Chris Kunitz, as it turns out, had some waiting in reserve.
With the Pittsburgh Penguins being pushed further to the limit than at any point over their last two postseason runs, Kunitz — a player without a goal in 34 games across nearly 100 nights — provided an improbable rescue in Thursday’s memorable Game 7 of the Eastern Conference Final vs. the Ottawa Senators.
He scored twice, ending a game that moved at a frenetic pace with an off-speed one-time shot off a feed from Sidney Crosby that floated by Jean-Gabriel Pageau and over the shoulder of Craig Anderson five minutes into double overtime.
With that, Kunitz supplied his team the opportunity to defend its Stanley Cup versus the Western Conference champion Nashville Predators, and compete for the opportunity to become the first team in nearly two decades to repeat.
True to form, Kunitz offered a rather modest account of his sudden contribution, and the biggest goal the Penguins scored this season.
“I was just trying to get into a soft spot,” he said after the game, speaking with NBC’s Pierre McGuire. “The puck fluttered off my stick a little, I don’t know if it touched (Pageau) or kept going right in, but it looked like there was a good screen on the goal, it looked like he maybe fell down, it just found its way into the net.”
“Sometimes you just get lucky when you put one one net.”
Kunitz’s wind-up would indicate that he didn’t plan the deception that was needed on this night, as Anderson followed up his sublime 45-save performance in Game 6 with another 39 denials before being fooled. But while Kunitz was certainly a bit fortunate to have the winner flutter off his blade just so, he absolutely deserved the outcome that he delivered the Penguins.
Kunitz played an integral role on all three of Pittsburgh’s goals, which each broke a deadlock at the time.
Pittsburgh scored its first when Conor Sheary delivered a beautiful tip pass into space for Kunitz, and the two solved Erik Karlsson on a two-on-one rush with two quick passes inside the Ottawa end.
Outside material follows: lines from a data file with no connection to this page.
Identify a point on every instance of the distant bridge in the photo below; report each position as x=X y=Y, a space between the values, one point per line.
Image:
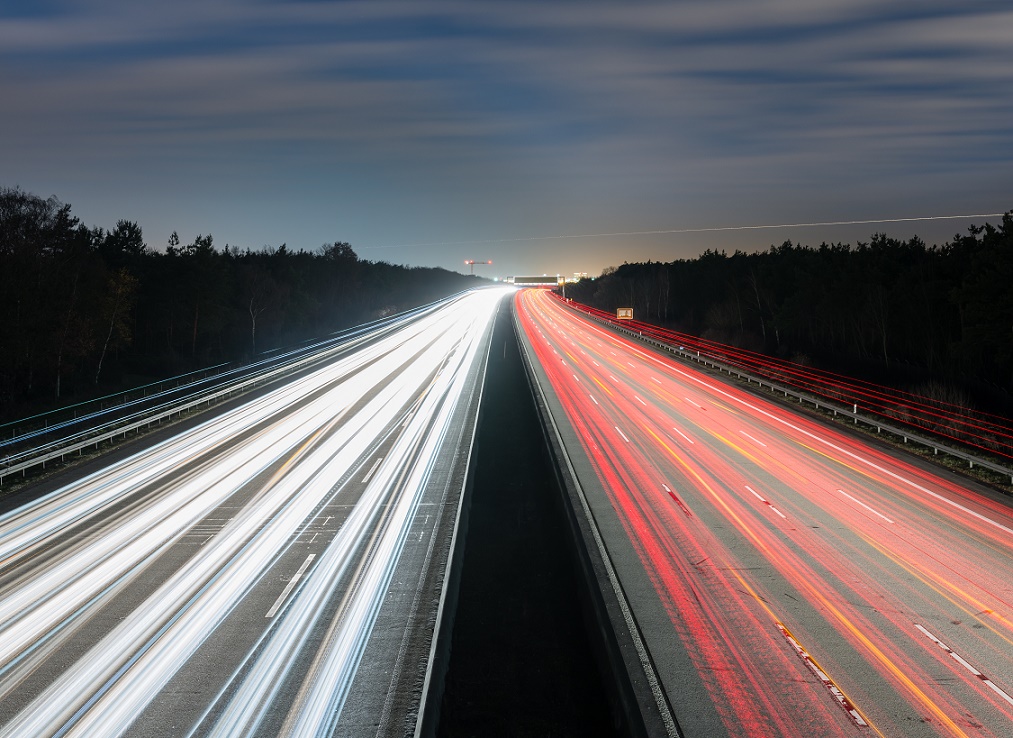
x=543 y=280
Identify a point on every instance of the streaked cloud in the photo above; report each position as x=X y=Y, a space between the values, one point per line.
x=579 y=116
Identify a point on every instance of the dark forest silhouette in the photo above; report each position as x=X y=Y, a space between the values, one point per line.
x=82 y=307
x=899 y=311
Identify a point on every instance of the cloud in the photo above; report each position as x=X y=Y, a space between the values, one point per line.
x=627 y=112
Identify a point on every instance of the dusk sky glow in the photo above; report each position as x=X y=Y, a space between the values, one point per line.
x=426 y=134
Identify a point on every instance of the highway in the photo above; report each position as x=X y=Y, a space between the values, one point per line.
x=275 y=570
x=787 y=577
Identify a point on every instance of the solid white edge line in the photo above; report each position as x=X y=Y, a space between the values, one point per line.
x=645 y=663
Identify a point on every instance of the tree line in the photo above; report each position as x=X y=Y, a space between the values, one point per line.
x=83 y=307
x=885 y=309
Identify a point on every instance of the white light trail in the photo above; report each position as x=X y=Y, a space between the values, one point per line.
x=282 y=457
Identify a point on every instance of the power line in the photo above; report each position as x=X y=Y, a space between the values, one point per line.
x=673 y=231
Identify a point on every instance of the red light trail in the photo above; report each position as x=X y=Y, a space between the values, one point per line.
x=796 y=567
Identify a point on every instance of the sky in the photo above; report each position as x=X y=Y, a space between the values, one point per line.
x=430 y=133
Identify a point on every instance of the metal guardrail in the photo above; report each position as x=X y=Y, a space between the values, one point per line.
x=120 y=427
x=95 y=436
x=870 y=420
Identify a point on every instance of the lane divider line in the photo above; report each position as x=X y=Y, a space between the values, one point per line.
x=369 y=474
x=678 y=501
x=684 y=435
x=814 y=667
x=859 y=502
x=755 y=440
x=290 y=586
x=766 y=502
x=956 y=657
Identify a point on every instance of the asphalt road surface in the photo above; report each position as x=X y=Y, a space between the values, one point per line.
x=787 y=577
x=274 y=571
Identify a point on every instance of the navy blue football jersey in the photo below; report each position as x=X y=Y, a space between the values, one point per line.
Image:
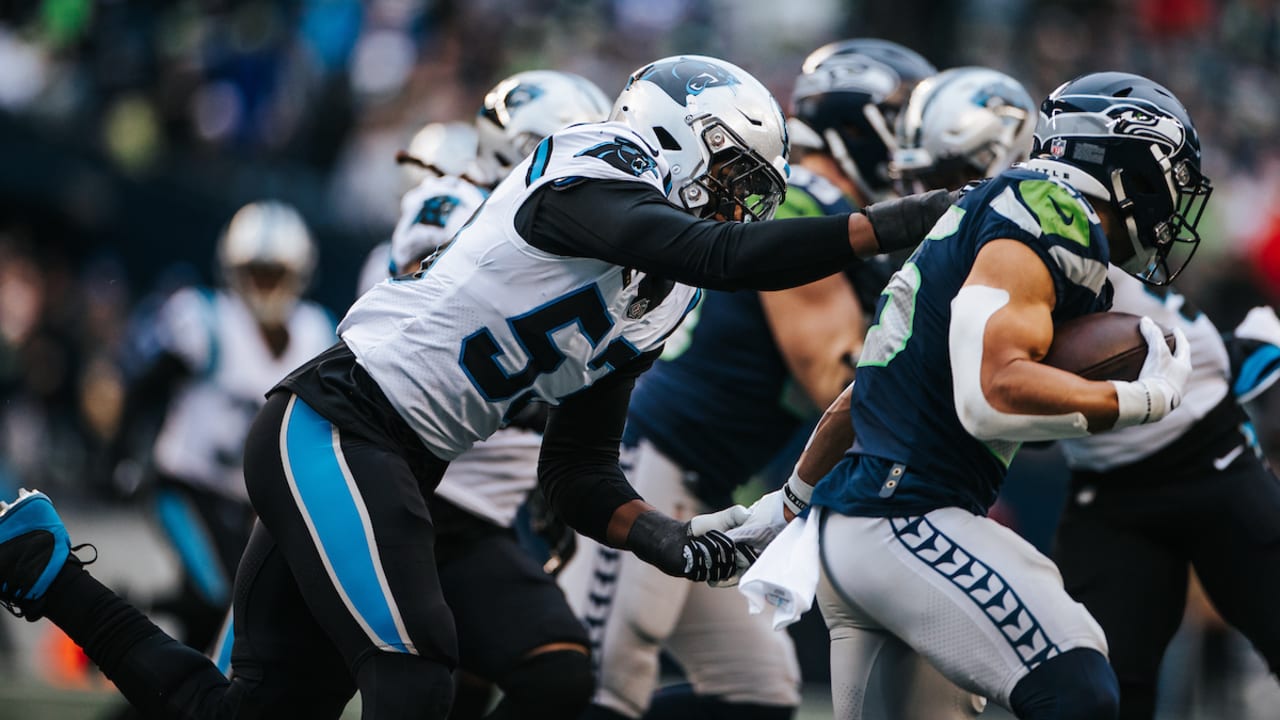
x=721 y=401
x=912 y=454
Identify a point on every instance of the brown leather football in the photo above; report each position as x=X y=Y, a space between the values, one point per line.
x=1101 y=346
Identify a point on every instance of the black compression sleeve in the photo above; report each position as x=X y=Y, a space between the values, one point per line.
x=146 y=395
x=577 y=468
x=634 y=226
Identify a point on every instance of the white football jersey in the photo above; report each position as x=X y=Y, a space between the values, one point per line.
x=201 y=440
x=497 y=322
x=1207 y=386
x=432 y=213
x=493 y=477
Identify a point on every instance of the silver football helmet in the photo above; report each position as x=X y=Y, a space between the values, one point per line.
x=266 y=256
x=961 y=124
x=1127 y=141
x=524 y=109
x=438 y=150
x=722 y=132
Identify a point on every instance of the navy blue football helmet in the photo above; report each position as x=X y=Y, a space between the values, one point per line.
x=846 y=101
x=1127 y=141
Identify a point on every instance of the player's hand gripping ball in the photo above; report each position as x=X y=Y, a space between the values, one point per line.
x=1102 y=346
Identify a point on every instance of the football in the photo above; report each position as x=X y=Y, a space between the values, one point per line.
x=1101 y=346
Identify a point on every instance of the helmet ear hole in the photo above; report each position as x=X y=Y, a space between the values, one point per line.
x=664 y=139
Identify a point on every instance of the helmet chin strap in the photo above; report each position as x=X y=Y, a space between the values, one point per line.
x=1093 y=188
x=1141 y=260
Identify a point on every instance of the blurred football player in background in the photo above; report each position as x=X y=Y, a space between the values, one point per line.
x=562 y=288
x=745 y=373
x=1123 y=545
x=950 y=383
x=435 y=164
x=219 y=352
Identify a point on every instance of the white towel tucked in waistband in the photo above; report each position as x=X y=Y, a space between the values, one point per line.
x=786 y=575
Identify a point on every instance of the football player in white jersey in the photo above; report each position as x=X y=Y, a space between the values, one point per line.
x=437 y=164
x=220 y=350
x=561 y=290
x=538 y=652
x=1147 y=502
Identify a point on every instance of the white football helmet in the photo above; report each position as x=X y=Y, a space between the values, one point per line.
x=438 y=150
x=961 y=124
x=524 y=109
x=266 y=256
x=722 y=132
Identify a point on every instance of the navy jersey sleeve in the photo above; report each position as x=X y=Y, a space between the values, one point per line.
x=1054 y=220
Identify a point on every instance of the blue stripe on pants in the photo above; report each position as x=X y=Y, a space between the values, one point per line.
x=338 y=524
x=187 y=532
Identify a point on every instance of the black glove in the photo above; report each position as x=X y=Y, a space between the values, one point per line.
x=901 y=223
x=670 y=546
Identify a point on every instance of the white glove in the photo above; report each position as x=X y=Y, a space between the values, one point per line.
x=764 y=523
x=1159 y=388
x=726 y=522
x=723 y=520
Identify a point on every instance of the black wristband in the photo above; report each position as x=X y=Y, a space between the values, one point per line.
x=659 y=541
x=903 y=222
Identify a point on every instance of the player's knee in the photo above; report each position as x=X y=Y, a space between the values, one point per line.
x=1078 y=684
x=558 y=683
x=397 y=684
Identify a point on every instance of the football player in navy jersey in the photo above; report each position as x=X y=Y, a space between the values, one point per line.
x=1123 y=545
x=950 y=384
x=562 y=288
x=722 y=401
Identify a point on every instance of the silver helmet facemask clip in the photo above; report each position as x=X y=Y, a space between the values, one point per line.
x=740 y=185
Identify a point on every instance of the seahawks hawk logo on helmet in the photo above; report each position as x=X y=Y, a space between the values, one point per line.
x=686 y=77
x=1130 y=119
x=437 y=210
x=624 y=155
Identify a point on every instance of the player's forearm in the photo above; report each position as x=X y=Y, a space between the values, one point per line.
x=1024 y=387
x=896 y=224
x=830 y=440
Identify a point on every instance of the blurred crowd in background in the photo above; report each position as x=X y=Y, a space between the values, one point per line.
x=129 y=132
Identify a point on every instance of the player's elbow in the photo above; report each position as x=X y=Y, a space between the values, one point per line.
x=977 y=415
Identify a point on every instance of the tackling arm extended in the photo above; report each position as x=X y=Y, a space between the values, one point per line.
x=1001 y=327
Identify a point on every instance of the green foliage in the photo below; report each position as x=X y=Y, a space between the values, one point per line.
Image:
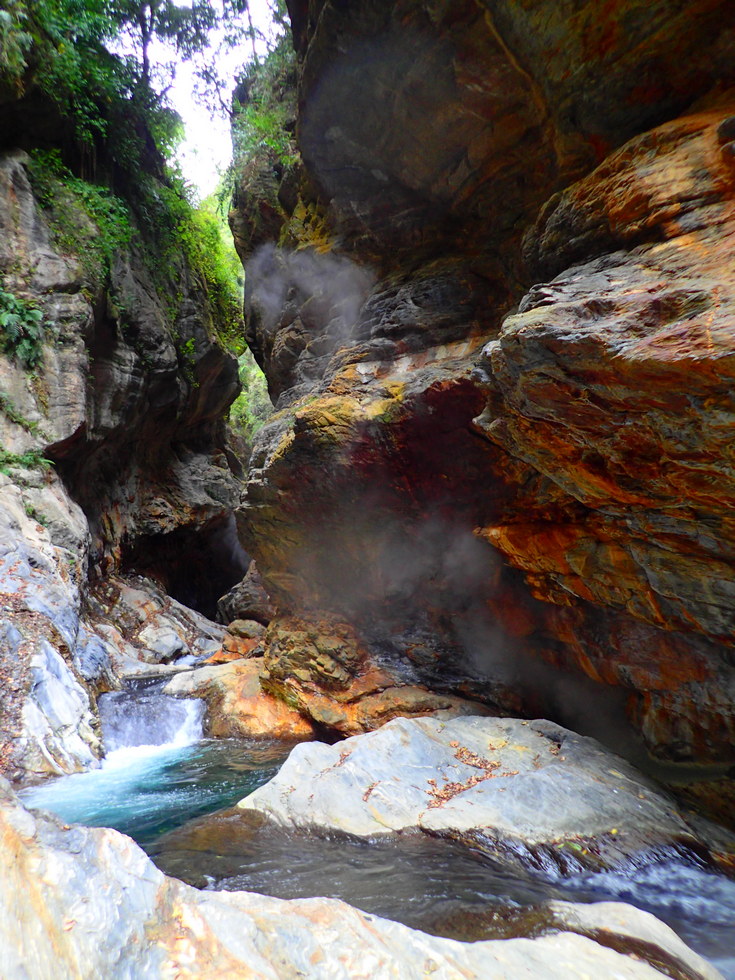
x=65 y=48
x=252 y=407
x=107 y=227
x=8 y=407
x=21 y=329
x=36 y=515
x=33 y=459
x=15 y=42
x=264 y=116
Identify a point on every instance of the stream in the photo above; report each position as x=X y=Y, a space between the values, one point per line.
x=160 y=775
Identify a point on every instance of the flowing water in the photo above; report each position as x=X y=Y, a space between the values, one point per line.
x=159 y=775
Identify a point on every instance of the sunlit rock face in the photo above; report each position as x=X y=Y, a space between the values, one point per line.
x=138 y=445
x=513 y=491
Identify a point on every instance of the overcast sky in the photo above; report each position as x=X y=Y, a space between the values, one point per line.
x=206 y=152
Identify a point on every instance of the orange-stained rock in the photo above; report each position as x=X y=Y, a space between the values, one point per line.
x=547 y=527
x=323 y=669
x=237 y=707
x=617 y=384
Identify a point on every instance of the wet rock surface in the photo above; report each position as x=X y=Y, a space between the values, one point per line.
x=510 y=475
x=237 y=706
x=116 y=915
x=528 y=791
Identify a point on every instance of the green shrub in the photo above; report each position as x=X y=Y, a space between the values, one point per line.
x=33 y=459
x=108 y=226
x=21 y=329
x=253 y=406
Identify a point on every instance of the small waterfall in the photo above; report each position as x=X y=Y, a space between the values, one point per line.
x=142 y=716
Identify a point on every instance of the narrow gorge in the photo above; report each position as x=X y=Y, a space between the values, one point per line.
x=433 y=673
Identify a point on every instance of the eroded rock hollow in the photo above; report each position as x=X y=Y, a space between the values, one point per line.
x=498 y=328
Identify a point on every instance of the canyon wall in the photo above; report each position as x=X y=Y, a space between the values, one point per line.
x=499 y=332
x=113 y=460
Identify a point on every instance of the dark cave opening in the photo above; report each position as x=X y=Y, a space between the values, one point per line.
x=196 y=566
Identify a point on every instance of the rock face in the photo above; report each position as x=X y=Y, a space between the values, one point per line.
x=80 y=902
x=237 y=707
x=528 y=791
x=510 y=487
x=140 y=478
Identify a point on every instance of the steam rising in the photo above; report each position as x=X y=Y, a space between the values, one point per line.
x=324 y=290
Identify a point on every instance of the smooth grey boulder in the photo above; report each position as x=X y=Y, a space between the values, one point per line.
x=82 y=903
x=510 y=784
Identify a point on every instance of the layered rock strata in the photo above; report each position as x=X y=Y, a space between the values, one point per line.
x=79 y=902
x=112 y=446
x=530 y=509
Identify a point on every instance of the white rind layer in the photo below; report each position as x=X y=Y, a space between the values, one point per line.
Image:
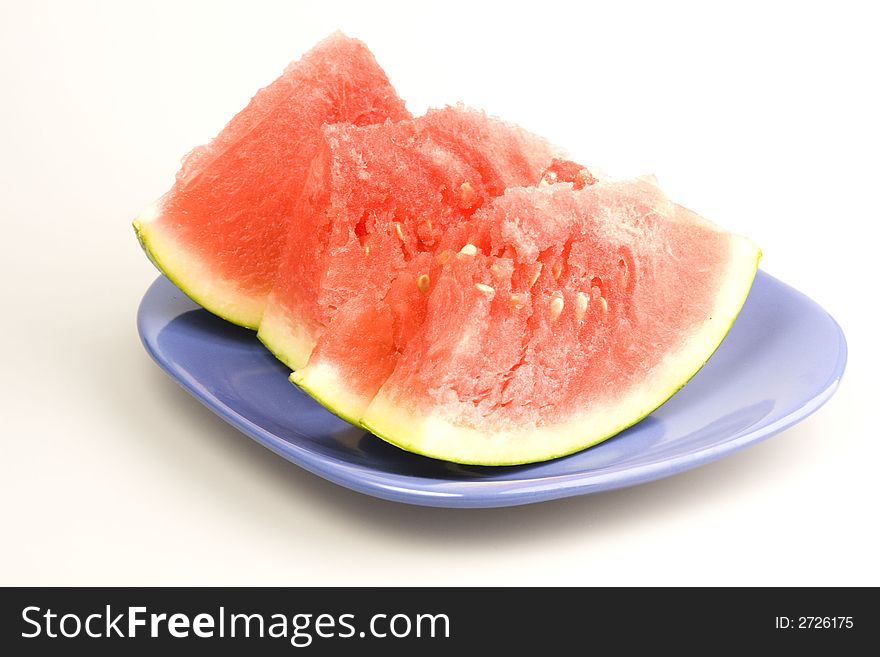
x=214 y=293
x=288 y=340
x=433 y=435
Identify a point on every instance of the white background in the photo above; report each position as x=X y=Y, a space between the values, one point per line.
x=761 y=116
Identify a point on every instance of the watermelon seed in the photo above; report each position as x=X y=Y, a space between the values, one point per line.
x=467 y=193
x=534 y=277
x=548 y=179
x=424 y=283
x=584 y=178
x=556 y=306
x=583 y=302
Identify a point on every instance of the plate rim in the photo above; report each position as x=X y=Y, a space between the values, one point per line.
x=486 y=494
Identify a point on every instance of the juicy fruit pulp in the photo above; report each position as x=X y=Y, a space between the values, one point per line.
x=379 y=202
x=445 y=281
x=578 y=313
x=219 y=232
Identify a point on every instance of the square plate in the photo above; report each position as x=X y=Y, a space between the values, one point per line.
x=781 y=361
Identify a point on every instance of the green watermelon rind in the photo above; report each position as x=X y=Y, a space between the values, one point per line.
x=194 y=278
x=393 y=424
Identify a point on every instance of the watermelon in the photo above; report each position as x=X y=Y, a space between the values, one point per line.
x=353 y=284
x=220 y=231
x=575 y=313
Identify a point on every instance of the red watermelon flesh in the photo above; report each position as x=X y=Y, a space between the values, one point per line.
x=220 y=231
x=352 y=286
x=582 y=311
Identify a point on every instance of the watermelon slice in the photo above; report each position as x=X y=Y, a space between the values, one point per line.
x=580 y=313
x=219 y=232
x=353 y=284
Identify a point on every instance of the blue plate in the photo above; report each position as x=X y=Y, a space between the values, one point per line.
x=781 y=361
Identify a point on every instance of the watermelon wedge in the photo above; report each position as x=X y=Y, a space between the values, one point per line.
x=553 y=318
x=352 y=286
x=220 y=231
x=632 y=296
Then in the third, with Pittsburgh on its first power play of the night, Kunitz set a perfect screen in front as Justin Schultz wound up at the top of the umbrella, leaving Anderson guessing at the target while the defenseman struck the inside of the post perfectly on the side the netminder had vacated.
Not a passenger, but by no means driving the bus in this postseason run (which has featured plenty more bumps than the one previous), Kunitz’s unmistakable dominance in Game 7 came unannounced.
At 37 (and now the oldest player ever to score an overtime winner in a Game 7), Kunitz has had far less of an impact over the last few seasons as an influx of young talent continues to support the system in Pittsburgh built around superstars Crosby, Evgeni Malkin and Phil Kessel.
But while no longer regularly counted on to deliver production in a top-six role, the Penguins know they have a reliable, versatile and still very capable asset that can move up and down the lineup, and, more importantly, deliver in essential moments.
“I think he’s got that knack for being a big-game player,” Crosby said of Kunitz, according to NHL.com’s Wes Crosby. “He does so many little things, and probably a lot of things go unnoticed, but I don’t think those two goals will go unnoticed, a huge one in overtime there to get us moving on.”
Kunitz’s winner gives Pittsburgh the unique chance to repeat in the salary cap era, as well as the opportunity to continue crowding his own mantle.
He has quietly had a superb, highly decorated career, having won three Stanley Cups (two with Pittsburgh, and one with Anaheim), and also scoring for Canada in its gold-medal triumph over Sweden in the 2014 Olympic final.
Tonight’s moment won’t compare to those, but it may be one he’ll be reminded of in a few weeks if he ends up hoisting Lord Stanley for a fourth time.